CHAUD BOUILLANT ! Je pose sur un coin de table un projet qui mijote depuis plusieurs mois. Amoureuse des listes, cartes mentales, bibliographies et autres supports pour bouffer la culture, c’est ici avec l’image du ragoût que j’espère moi-même partager mes découvertes théoriques, visuelles, anecdotiques. Le ragoût, plat familial qui embaume nos cuisines ou figure littéraire de « ce qui stimule l'attention, l'esprit, les sens de manière agréable », sera ici une somme aléatoire d’ingrédients qui mijotent dans une sauce délicieusement féministe. Bon appétit !

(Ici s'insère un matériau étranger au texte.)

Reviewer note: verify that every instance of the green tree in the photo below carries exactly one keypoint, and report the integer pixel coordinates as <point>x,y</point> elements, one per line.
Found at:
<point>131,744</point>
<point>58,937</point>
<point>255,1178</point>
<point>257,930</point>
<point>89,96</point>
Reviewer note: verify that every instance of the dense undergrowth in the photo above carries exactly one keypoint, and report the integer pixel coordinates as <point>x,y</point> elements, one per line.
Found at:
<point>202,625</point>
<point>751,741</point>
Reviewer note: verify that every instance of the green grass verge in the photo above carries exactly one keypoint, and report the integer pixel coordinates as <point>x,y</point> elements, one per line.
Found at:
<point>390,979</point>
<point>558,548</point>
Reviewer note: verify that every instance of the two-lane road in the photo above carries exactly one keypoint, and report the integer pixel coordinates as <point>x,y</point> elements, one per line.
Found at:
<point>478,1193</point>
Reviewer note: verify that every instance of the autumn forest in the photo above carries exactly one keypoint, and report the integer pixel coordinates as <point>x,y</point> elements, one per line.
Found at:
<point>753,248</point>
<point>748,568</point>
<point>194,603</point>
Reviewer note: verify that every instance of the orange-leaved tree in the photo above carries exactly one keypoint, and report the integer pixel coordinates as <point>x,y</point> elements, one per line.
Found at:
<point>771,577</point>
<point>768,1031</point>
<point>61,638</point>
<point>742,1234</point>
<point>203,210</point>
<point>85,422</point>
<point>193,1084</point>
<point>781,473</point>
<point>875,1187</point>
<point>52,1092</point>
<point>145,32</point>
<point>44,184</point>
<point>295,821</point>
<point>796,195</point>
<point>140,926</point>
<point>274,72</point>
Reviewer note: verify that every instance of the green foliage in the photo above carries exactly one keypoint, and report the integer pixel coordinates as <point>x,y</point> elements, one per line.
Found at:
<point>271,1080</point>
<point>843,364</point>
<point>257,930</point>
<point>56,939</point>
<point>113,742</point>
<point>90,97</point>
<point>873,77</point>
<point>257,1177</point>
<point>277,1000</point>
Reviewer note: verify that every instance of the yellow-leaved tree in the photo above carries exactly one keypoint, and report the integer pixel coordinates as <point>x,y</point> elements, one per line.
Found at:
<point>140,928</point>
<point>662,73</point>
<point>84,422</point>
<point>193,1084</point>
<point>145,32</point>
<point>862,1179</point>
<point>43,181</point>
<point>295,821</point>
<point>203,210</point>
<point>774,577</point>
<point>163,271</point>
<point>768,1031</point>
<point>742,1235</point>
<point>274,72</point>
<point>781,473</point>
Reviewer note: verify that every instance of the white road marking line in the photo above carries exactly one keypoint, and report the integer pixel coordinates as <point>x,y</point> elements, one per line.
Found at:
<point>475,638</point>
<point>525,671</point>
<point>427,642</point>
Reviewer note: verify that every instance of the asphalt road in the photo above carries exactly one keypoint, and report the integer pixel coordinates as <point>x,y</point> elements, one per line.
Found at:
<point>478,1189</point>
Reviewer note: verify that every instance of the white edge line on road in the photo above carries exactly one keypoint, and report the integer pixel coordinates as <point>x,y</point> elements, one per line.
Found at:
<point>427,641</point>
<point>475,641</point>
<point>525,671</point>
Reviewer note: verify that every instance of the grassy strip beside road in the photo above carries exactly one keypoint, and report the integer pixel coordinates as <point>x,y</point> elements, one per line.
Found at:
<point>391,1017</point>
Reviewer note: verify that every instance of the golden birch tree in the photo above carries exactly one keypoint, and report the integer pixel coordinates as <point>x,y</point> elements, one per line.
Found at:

La cuisine a beaucoup occupé mon esprit ces derniers mois, plus particulièrement la manière dont elle s’inscrit depuis plusieurs décennies dans les luttes féministes : les livres de recettes qui perturbent les dictats ou financent l’action politique comme décrit par Stacy Williams dans « A Feminist Guide to Cooking », ou deviennent des outils biographiques dans Synergetic Stew. Explorations in Dymaxion Dinin (2020) ou La cuisine de Marguerite (1999). Les recettes ne sont pas que des outils domestiques, elles sont la traces d’existences effacées ou de véritables méthodes scientifiques, qui font l’objet du blog « The Recipe Project. Food, Magic, Art, Science and Medicine ».

Des méthodes scientifiques que l’on retrouve déconstruites dans l’art de la fermentation, un équilibre instable d'action micro-organiques dont l’ingrédient principal est le temps. Un temps que certain·e·s – comme l’écrivain et activiste Sandor Katz – utilisent pour mettre en relation cette technique culinaire et la fluidité du genre et ses états de transitions.